Although difficult, Berlin found an audience and the momentum from Transformer meant his next album, Sally Can’t Dance, became his biggest. Unfortunately, this was a treading water album similar, in that respect, to the first solo record. As if Lou realised this, he ventured into his most uncompromising artistic statement. Metal Machine Music is a double album of electronic noise, distortion and feedback. Lyric-less and clearly not made to make record company executives happy, Lou always claimed that he was totally serious about this music, certainly backed up in 2002 when Reed and a ten piece group performed the work live. There are classical motifs all the way through Metal Machine Music, but only people who have experienced electroshock therapy can hear them and they find this music soothing. All in all, yet again, Lou proved he didn’t care what critics, audience and record company thought. The bravest artist of them all.

Reed’s late seventies and early eighties career is largely forgotten, but does contain some great albums including Street Hassle, The Blue Mask and, the greatest live album of all time, Take No Prisoners. Quality music continued from a Lou Reed who was slowly cleaning up, becoming drug free; gone was the albino sadist of the Rock And Roll Animal era. Possibly, though, Lou’s relevance was on the wain and, as with many great artists, the eighties seemed to have sapped the unsappable. Then, from 1989 to 1992, Reed released three of his finest: New York, Songs For Drella (with John Cale), and Magic And Loss. These albums cemented all the classic elements that made Lou a legend; the gritty New York City, Warhol and his factory family, tough subjects like regret, loss and death. These albums opened a new world for Lou, and what followed would be fine album after fine album, with Lou exploring not just his lyricism but also the precise sound of his guitar, finding that perfect balance of beauty and horror. Controversial up until his last album, Lulu, a bizarre and difficult collaboration with Metallica.

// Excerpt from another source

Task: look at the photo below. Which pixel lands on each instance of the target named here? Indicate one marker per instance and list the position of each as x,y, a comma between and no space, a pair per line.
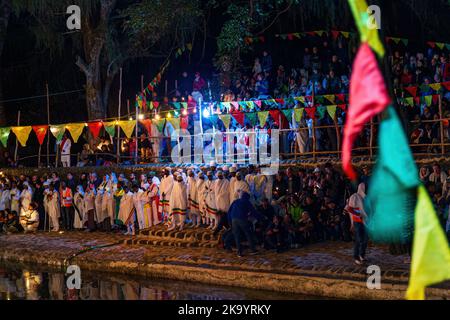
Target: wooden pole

I saw Lou Reed live on a few occasions. I saw him in 1992, at the Hammersmith Odeon, on the Magic And Loss tour. It had been announced at the beginning that Lou would perform the whole of the new album and then selections from New York and Drella. During the first few songs, a restless crowd called for Velvets songs and a braver soul than me stood up a shouted, ‘Remember your roots, Lou.’ Lou Reed dismissed his band from the stage, sat on the drum riser and told the baying crowd, in no uncertain terms, that this was our chance to leave and have our money refunded. He just sat there, waiting for someone to leave, glaring, challenging us, demanding a reaction, making us feel uncomfortable. Nobody left. This is one of the things I loved the most. But I loved a lot about Lou Reed. We will all miss his presence in the world. And even if you think you won’t, Lou doesn’t give a shit. Quite rightly, he, after all, is the master.